Tours unveil church's history
FASCINATING stories about St Mary's Catholic Church, an enduring symbol of Ipswich, will be told during guided tours tomorrow.
The Helidon sandstone building itself is impressive.
Completed in 1904 on the site of two former churches, St Mary's houses stunning stained glass windows, a decorative bagasse ceiling and an altar frieze sculpted by Daphne Mayo.
Tour guide and historian John Kane said the annual tours each lasted about half-an-hour and ran between noon and 4pm.
“The church is big and it's beautiful,” he said.
“A lot of people come to visit because their grandparents have been baptised or married in the church.
“I wrote a book just on the church itself and we have one on the history of the parish.”
The interior of the church has been extensively refurbished, with both the stained-glass windows and the life-size Stations of the Cross cleaned and restored.
Tour guide Michelle Wood said one window depicted Father Andrew Horan, who raised funds to build the church, travelling in his horse-drawn buggy.
“His tomb is in the corner of the church,” she said.
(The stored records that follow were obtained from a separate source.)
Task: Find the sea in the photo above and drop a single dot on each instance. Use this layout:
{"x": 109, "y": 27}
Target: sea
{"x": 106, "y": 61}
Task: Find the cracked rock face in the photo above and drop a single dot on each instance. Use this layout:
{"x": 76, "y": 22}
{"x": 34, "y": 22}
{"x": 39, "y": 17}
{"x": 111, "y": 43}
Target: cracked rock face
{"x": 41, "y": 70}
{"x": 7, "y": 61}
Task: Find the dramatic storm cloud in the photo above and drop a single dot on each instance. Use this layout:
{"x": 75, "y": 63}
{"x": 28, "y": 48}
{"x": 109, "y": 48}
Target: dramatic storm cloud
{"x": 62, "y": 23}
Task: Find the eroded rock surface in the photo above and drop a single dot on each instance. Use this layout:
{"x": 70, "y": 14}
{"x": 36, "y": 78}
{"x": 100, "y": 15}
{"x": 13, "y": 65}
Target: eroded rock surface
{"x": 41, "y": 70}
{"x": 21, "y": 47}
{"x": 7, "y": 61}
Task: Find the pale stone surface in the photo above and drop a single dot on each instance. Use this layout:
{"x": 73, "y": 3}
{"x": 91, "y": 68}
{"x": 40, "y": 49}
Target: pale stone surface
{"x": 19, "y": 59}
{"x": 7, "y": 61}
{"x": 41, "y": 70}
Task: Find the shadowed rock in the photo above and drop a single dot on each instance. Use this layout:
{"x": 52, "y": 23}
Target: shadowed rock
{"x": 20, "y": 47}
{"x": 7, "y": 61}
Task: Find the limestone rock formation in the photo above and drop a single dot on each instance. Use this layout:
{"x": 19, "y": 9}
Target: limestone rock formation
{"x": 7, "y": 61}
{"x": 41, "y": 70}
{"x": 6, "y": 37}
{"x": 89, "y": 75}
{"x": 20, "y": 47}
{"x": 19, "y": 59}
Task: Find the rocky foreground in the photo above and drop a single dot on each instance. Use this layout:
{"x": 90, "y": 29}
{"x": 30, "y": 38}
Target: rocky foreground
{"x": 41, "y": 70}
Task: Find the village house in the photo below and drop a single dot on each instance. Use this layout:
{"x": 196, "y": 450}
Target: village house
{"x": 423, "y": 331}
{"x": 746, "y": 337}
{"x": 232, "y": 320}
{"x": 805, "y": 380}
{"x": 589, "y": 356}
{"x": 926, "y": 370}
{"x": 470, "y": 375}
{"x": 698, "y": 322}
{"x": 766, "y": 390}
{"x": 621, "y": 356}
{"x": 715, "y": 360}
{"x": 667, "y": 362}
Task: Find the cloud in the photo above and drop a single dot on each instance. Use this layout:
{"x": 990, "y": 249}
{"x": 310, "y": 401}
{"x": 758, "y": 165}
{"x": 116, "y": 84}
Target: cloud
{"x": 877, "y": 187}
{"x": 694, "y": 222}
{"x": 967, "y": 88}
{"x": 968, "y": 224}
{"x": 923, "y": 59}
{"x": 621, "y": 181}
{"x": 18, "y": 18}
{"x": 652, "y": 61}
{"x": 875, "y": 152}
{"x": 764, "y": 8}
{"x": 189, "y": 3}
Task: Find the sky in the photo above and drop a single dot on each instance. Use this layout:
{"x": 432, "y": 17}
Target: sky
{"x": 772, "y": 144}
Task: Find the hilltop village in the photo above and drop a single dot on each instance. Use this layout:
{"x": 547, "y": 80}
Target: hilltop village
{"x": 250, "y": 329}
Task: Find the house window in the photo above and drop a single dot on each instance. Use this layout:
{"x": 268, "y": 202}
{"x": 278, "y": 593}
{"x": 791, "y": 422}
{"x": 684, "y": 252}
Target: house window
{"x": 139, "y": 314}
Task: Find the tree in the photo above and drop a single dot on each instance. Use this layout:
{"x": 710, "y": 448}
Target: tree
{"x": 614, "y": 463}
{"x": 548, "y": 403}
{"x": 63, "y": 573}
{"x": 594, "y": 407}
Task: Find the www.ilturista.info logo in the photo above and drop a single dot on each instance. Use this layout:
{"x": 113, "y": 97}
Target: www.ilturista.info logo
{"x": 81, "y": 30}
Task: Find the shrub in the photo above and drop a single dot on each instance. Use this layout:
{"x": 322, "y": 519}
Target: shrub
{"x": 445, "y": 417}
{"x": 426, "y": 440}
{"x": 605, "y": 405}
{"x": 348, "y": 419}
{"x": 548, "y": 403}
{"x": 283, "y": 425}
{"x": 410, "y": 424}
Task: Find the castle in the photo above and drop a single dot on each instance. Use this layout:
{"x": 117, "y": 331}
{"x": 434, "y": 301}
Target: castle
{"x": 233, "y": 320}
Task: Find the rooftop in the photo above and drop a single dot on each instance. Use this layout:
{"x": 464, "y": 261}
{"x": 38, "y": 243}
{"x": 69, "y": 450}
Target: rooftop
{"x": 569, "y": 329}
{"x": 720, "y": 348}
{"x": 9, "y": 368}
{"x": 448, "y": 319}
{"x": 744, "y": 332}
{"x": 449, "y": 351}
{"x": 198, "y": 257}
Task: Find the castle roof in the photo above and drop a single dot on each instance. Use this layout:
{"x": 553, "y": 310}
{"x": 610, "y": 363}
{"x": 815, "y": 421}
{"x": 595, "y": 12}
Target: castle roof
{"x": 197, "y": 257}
“Father Horan was very good at getting money out of people.”
Subjects on other windows include Saint Mary MacKillop – who built a school at Redbank Plains – and the first Mercy nun and Christian brother to arrive in Ipswich.
St Mary's precinct on Elizabeth St includes the presbytery designed by Andrea Stombuco and completed in 1876, the primary school, parish hall and convent.